According to recent antibiotic resistance data, the drug of choice for Actinomyces odontolyticus is penicillin based therapy as no penicillin resistant isolates were found. Fusobacterium spp. however, shows 12.1% resistance to penicillin, but none of the isolates were resistant to piperacillin-tazobactam, meropenem or metronidazole. Atopobium spp. was also found to have no resistance to penicillin [15]. Piperacillin-tazobactam and amoxicillin-clavulanic acid for oral step-down was selected for our patient to target all three organisms in the co-infection. Susceptibility testing indicated that this was an appropriate treatment.

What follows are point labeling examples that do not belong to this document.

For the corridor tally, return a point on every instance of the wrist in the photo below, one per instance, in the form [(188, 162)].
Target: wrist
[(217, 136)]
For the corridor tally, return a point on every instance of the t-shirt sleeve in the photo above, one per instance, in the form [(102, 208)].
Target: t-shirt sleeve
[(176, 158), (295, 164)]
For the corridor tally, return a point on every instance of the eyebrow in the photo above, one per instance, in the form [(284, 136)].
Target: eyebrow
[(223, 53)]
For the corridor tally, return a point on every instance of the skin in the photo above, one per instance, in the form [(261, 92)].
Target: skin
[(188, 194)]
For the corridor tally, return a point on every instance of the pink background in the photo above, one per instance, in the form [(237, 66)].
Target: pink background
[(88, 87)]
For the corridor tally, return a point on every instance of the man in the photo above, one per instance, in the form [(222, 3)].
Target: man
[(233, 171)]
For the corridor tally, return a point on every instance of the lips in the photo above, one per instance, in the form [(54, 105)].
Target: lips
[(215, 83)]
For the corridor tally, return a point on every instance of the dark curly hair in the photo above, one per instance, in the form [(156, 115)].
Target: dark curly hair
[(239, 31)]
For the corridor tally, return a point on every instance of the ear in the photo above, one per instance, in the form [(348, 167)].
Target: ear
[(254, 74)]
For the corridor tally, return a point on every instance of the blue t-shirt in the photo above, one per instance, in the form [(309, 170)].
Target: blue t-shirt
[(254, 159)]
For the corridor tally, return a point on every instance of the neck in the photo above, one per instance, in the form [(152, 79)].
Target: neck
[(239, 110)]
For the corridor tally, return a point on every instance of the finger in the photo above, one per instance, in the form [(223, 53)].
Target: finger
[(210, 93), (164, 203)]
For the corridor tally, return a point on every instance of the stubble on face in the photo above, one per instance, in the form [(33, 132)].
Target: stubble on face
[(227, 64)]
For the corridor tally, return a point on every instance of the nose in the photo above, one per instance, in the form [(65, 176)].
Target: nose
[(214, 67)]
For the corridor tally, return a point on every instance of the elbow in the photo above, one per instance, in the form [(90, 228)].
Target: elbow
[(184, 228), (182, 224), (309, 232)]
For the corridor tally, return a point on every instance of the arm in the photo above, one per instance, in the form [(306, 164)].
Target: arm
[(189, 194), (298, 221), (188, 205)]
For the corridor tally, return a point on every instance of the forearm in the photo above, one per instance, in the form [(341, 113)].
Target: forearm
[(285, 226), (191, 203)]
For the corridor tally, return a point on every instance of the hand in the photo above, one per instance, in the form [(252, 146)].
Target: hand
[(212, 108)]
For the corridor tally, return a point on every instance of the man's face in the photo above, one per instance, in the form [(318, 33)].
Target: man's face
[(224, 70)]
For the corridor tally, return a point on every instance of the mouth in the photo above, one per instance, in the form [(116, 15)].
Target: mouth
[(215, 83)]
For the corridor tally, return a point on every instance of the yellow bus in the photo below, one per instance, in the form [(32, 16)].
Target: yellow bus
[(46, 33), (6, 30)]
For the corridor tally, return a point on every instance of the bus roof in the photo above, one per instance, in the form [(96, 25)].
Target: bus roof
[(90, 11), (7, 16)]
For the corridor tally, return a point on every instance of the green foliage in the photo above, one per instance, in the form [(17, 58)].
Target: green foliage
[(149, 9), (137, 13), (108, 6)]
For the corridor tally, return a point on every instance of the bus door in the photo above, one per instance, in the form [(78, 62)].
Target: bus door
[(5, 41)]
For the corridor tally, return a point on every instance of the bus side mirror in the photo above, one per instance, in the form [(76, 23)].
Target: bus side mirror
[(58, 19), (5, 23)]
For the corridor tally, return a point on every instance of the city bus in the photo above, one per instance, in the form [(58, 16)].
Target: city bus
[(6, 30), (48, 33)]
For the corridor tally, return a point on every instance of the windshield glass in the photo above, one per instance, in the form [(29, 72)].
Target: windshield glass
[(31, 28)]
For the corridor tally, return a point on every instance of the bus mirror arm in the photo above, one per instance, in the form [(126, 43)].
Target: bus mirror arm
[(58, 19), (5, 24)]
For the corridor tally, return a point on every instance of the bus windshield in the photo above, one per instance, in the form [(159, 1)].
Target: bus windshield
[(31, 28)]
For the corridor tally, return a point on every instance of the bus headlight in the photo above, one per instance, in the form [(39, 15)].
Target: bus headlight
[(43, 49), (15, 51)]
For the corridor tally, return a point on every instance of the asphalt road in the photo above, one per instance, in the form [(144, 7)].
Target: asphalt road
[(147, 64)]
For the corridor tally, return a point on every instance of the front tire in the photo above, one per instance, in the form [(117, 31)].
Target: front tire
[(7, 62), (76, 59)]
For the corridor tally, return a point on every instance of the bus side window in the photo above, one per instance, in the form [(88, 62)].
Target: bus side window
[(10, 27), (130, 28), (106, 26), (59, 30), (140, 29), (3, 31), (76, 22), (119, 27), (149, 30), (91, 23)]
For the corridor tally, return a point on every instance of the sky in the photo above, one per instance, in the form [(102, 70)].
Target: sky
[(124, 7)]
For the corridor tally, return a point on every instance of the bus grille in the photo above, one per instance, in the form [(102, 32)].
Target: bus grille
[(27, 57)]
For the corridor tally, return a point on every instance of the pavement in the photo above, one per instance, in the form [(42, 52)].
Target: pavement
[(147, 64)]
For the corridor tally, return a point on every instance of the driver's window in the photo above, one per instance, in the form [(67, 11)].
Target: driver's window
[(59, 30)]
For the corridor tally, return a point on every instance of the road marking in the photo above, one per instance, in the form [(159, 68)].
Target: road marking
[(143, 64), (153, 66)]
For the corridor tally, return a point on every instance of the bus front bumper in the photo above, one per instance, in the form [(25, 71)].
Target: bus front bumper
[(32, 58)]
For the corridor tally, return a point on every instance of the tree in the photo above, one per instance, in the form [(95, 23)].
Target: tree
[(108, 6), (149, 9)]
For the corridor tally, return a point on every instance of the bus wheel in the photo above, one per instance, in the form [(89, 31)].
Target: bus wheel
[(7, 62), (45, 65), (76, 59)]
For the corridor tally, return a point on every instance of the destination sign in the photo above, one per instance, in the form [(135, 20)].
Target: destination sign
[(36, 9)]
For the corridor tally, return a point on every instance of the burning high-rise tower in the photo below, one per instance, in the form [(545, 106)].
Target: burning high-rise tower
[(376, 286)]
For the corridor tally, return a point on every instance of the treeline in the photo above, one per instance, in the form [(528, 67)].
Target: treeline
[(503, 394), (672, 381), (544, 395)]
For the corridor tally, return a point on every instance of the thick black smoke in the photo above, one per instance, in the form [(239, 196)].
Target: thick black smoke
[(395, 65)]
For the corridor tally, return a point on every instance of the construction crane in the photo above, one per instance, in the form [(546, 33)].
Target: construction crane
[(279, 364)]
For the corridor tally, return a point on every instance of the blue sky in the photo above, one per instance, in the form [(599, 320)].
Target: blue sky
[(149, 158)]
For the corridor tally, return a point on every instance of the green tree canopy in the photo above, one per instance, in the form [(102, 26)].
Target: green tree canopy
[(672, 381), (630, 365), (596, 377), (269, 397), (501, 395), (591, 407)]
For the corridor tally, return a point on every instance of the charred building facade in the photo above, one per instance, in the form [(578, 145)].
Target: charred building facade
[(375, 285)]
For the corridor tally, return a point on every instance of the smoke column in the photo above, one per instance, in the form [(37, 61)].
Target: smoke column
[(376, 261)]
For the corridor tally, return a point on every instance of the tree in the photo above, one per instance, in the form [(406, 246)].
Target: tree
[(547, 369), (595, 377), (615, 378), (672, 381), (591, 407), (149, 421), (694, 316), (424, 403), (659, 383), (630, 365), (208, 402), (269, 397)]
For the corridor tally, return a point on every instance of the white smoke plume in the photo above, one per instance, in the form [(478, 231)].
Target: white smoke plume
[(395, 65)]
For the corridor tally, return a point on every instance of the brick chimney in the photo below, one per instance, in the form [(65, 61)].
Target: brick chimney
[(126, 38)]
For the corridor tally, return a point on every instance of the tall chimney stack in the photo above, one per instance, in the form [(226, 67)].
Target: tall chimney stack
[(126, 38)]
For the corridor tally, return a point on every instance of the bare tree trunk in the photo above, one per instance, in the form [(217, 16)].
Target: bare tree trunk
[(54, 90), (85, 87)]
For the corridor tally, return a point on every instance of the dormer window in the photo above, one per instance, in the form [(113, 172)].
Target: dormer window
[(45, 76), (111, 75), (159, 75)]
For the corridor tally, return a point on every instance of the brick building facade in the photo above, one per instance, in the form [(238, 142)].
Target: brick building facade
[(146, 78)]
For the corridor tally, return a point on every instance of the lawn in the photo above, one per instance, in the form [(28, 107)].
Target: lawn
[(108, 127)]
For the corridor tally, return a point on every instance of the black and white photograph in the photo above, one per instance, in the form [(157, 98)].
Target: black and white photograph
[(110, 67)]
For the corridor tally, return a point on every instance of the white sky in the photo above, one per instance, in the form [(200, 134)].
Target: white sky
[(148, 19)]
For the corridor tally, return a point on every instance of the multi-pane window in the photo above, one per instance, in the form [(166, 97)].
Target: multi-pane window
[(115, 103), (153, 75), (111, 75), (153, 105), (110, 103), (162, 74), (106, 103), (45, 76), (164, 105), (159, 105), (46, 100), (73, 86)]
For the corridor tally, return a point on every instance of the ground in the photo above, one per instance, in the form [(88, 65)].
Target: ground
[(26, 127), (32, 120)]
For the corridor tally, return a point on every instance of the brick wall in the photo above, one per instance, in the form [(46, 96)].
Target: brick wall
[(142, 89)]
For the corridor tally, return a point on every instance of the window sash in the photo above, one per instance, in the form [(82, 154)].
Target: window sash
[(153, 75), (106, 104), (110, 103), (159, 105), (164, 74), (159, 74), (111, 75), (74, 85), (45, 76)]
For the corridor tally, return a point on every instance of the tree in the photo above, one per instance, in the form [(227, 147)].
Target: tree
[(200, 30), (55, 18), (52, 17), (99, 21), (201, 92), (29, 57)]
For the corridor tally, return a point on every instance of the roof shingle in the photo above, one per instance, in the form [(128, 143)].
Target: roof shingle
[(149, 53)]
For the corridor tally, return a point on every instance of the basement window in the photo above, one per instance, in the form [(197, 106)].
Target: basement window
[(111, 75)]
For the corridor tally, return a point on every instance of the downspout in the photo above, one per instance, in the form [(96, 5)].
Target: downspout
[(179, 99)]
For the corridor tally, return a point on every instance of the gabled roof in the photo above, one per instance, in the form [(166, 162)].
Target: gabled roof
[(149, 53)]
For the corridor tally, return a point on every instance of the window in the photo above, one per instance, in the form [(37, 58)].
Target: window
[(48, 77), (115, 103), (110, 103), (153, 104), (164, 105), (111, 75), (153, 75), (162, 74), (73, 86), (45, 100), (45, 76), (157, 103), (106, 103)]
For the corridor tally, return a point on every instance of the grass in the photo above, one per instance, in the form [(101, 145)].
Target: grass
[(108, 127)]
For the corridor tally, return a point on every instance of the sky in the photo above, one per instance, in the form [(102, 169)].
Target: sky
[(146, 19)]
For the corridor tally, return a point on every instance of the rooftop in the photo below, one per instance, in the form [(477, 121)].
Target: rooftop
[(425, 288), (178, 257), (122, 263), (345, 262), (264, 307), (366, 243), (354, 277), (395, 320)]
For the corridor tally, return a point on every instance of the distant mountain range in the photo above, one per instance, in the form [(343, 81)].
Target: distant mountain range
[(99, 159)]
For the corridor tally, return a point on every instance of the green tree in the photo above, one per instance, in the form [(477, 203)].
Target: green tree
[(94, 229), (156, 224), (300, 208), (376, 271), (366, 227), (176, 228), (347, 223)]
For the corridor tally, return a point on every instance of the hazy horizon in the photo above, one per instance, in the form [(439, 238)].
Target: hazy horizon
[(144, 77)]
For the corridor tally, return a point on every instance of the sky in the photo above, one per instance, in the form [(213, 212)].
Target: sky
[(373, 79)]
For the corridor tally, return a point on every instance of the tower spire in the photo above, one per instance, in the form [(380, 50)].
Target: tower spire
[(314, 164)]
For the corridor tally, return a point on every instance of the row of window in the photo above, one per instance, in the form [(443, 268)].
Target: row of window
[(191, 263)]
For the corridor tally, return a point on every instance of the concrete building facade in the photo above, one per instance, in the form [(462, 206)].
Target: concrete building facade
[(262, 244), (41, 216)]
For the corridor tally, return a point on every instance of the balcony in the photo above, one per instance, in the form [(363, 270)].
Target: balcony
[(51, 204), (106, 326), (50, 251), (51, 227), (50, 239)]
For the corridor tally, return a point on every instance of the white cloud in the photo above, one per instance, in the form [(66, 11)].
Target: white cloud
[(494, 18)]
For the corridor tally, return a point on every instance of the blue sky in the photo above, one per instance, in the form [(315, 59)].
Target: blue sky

To our knowledge, this is the second case of Actinomyces odontolyticus and Fusobacterium co-infection and the first case of Actinomyces odontolyticus and Atopobium parvulum co-infection (reveal search: Pubmed, Embase search). In patients with Actinomyces odontolyticus bacteremia secondary to a septic thrombus, we suggest a prolonged treatment regimen with penicillin-based therapy. These patients should be closely monitored until cultures are sterile. More research is needed to determine guidelines for treating these resilient microbes.


We would like to thank the Infectious Disease and Hematology Services for their assistance with management of this complex case.



Conflicts of Interest

The authors declare that there are no conflicts of interest regarding the publication of this paper.